Michael Schäffler, Vorstandschef des SC Sulzemoos, geht davon aus, dass der Skisport wegen des Klimawandels schon in 20 Jahren "sehr schwierig" wird, vielleicht aber auch schon früher. Auch beim ASV Dachau ist man besorgt: "Zum einen schicken weniger Eltern ihre Kinder zum Skikurs, weil sie meinen, es hat ja eh nicht geschneit. Zum anderen ist es gerade schwierig, befahrbare Skigebiete zu finden", sagt Andreas Ksionzek, Sportleiter der dortigen Skiabteilung.

Wer in Zukunft noch Skifahren will, muss sich das leisten können

Zwar fährt der ASV Dachau nach wie vor in das Skigebiet Elmau Going. Doch auch hier prägten in den vergangenen Wochen grüne Wiesen und Wälder das Bergpanorama, durchzogen von schmalen Streifen weißen Kunstschnees. Eng geworden ist es, nicht nur für diejenigen, die sich sonst gerne abseits der Piste den Berg hinunterstürzen. Auch die Kleinen vom Skikurs, die im noch schneeärmeren Talbereich üben, manövrierten ihre Ski unter Vogelgezwitscher an Schneeglöckchen vorbei.

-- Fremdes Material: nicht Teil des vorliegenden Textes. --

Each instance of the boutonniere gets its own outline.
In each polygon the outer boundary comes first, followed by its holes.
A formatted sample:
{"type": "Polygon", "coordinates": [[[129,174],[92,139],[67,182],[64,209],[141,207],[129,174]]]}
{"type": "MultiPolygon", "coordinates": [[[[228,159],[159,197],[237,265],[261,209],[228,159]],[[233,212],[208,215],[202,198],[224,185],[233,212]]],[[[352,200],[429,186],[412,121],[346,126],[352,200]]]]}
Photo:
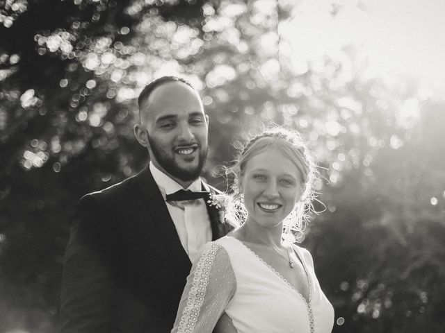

Dass der Wintersport heute in einem Atemzug mit der Belastung der Natur erwähnt wird, ist allseits bekannt. Für Kunstschnee werden große Speicherbecken in die Landschaft gebaut, das Hochpumpen des Wassers und der Betrieb der Lifte verschlingen Unmengen an Energie, von der staureichen Anreise ganz zu schweigen. Auch Wintersportbegeisterte müssen einsehen, dass das Aufrechterhalten des Skibetriebs unter natürlichen Bedingungen nicht mehr möglich ist.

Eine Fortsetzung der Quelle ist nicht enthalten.